Der erste moderne Luftballon wurde 1824 vom britischen Naturforscher Michael Faraday hergestellt. Aus einer Rohgummi-Masse schnitt er zwei runde Flächen, bestäubte die Innenseiten mit Mehl, damit sie nicht zusammenklebten, legte sie aufeinander und drückte sie an den Rändern zusammen. Anschließend leitete er Wasserstoff in den Hohlraum zwischen den beiden Hälften. Durch das Gas dehnte sich das zusammengeklebte Gummi um ein Vielfaches aus und schwebte zur Decke: Der Luftballon war geboren.

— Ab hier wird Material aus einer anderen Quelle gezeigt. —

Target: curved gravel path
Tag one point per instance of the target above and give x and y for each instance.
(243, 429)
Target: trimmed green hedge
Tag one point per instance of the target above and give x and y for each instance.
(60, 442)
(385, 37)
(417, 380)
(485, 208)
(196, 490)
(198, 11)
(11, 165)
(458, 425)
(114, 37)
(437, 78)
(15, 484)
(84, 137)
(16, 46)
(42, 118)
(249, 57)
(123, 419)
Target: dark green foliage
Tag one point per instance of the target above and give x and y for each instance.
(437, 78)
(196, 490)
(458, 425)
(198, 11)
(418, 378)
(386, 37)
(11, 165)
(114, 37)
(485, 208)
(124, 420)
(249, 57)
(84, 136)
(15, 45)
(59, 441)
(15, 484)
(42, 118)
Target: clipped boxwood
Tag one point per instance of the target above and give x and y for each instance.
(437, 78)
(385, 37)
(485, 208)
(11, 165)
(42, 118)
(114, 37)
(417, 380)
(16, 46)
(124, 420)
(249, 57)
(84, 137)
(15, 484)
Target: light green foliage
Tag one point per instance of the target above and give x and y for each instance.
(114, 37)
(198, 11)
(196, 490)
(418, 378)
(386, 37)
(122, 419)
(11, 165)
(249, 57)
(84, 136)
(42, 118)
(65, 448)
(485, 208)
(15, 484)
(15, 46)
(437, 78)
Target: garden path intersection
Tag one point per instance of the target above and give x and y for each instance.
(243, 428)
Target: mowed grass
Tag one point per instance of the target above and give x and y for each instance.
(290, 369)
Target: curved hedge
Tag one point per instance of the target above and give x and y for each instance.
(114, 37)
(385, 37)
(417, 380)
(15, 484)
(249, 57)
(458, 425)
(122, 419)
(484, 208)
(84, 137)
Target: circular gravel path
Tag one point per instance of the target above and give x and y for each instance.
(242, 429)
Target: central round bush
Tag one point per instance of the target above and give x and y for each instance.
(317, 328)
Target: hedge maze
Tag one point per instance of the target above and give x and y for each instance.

Bereits ein Jahr später, 1825, bot der britische Tüftler Thomas Hancock die Erfindung von Michael Faraday als Bastelset zum Verkauf an – die Luftballons musste man damals mit einer Spritze aus dem mitgelieferten Rohgummi noch selbst anfertigen; außerdem waren sie nicht besondere lange haltbar. Erst 1847 entwickelte J. G. Ingram in London vulkanisierte Luftballons, die durch das Eintauchen von Ballonformen in flüssiges Gummi hergestellt wurden. Durch die Behandlung mit Schwefel erreichten sie außerdem eine größere Dehnbarkeit und waren deutlich robuster als ihre Vorläufer.

Im Jahr 1882 malte der Genrekünstler Fritz Beinke (1842 – 1907) den „Nürnberger Spielzeugmacher“. Kinder bestaunen seine Spielzeugschätze, im Hintergrund vermitteln weiße Zelte eine Jahrmarktsituation. Dieser Mann mit Bauchladen hält auch mehrere Luftballons an Schnüren fest.

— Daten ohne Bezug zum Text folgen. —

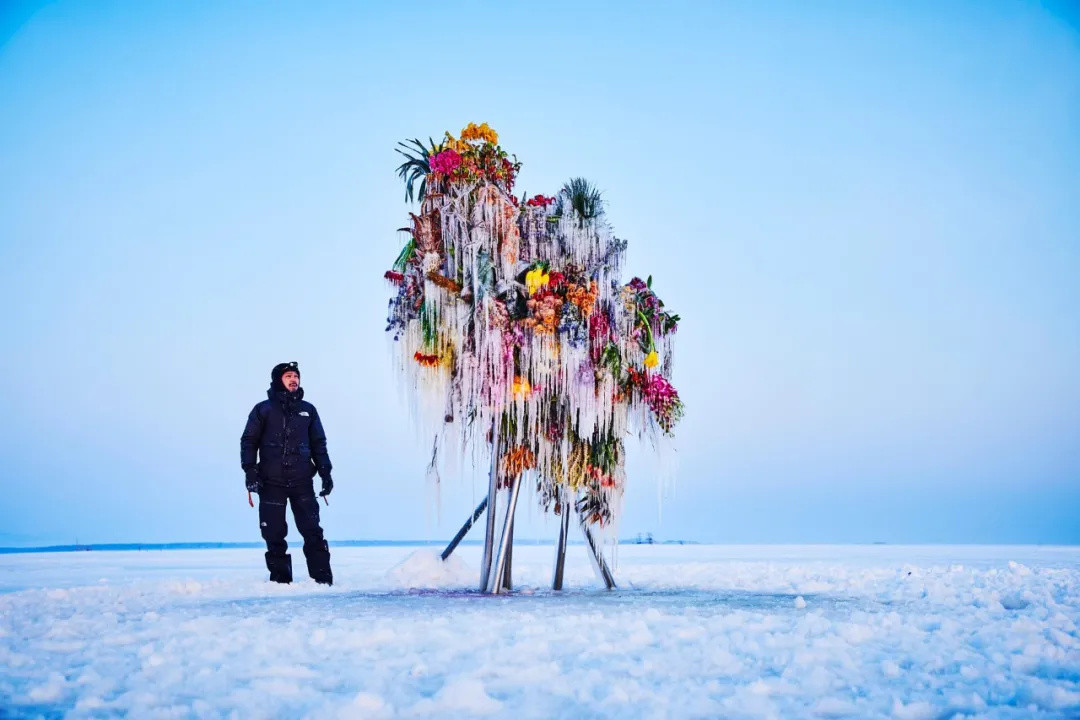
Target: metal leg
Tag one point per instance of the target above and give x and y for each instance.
(493, 487)
(564, 530)
(508, 526)
(599, 565)
(464, 529)
(508, 583)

Fritz Beinke: Der Spielzeugmacher von Nürnberg.

Die Füllung macht‘s: Vom Wasserstoff zum Helium

Damit Luftballons auch flogen, wurden sie anfangs mit Wasserstoff gefüllt. Das jedoch war nicht ganz unproblematisch: Wasserstoff ist ein reaktionsfreudiges Gas, das sich leicht entzündet. Erst mit der industriellen Förderung und Produktion von Helium zu Beginn des 20. Jahrhunderts fand sich eine praktikable Alternative. Helium war in vielen Bereichen, wie etwa der Luftschifffahrt, aufgrund seiner vergleichbaren Eigenschaften ein willkommener und ungefährlicher Ersatz für den hochentzündlichen Wasserstoff. Wie so häufig war die erste großflächige Verwendung von Helium in Ballons jedoch erst einmal militärischer Natur. Während des Ersten und Zweiten Weltkriegs wurde es als Füllgas von Sperrballons eingesetzt – Fesselballons, die mit Stahlseilen über dem Erdboden festgehalten wurden und feindlichen Piloten den Anflug auf Bodenziele erschweren sollten.

Nach 1945 stieg die Nachfrage nach Helium rasant an. Man hatte herausgefunden, dass das Gas auch als flüssiges Kühlmittel eingesetzt werden konnte. Als heute allgegenwärtige Füllung von Luftballons wurde es aufgrund der hohen Nachfrage und anfänglich geringen Produktionsmengen erst relativ spät rentabel – auf Jahrmärkten und Volksfesten verwendeten Schausteller und Verkäufer in Mitteleuropa als Füllung für ihre Luftballons noch bis in die 1970er Jahre hinein weiterhin Wasserstoff.

In Luftballons hat Helium allerdings noch einen ganz anderen Vorteil: Da die Schallgeschwindigkeit in Helium rund dreimal so hoch ist wie an der Luft, verzerrt sich die menschliche Stimme, wenn Helium eingeatmet wird. Die entstehende „Micky-Maus-Stimme“ ist nicht nur für Kinder regelmäßig ein großer Spaß. Luftballons sind also doppelt bespielbar. Sowohl die Ballons selbst als auch der Füllstoff Helium tragen zur kurzweiligen Unterhaltung bei.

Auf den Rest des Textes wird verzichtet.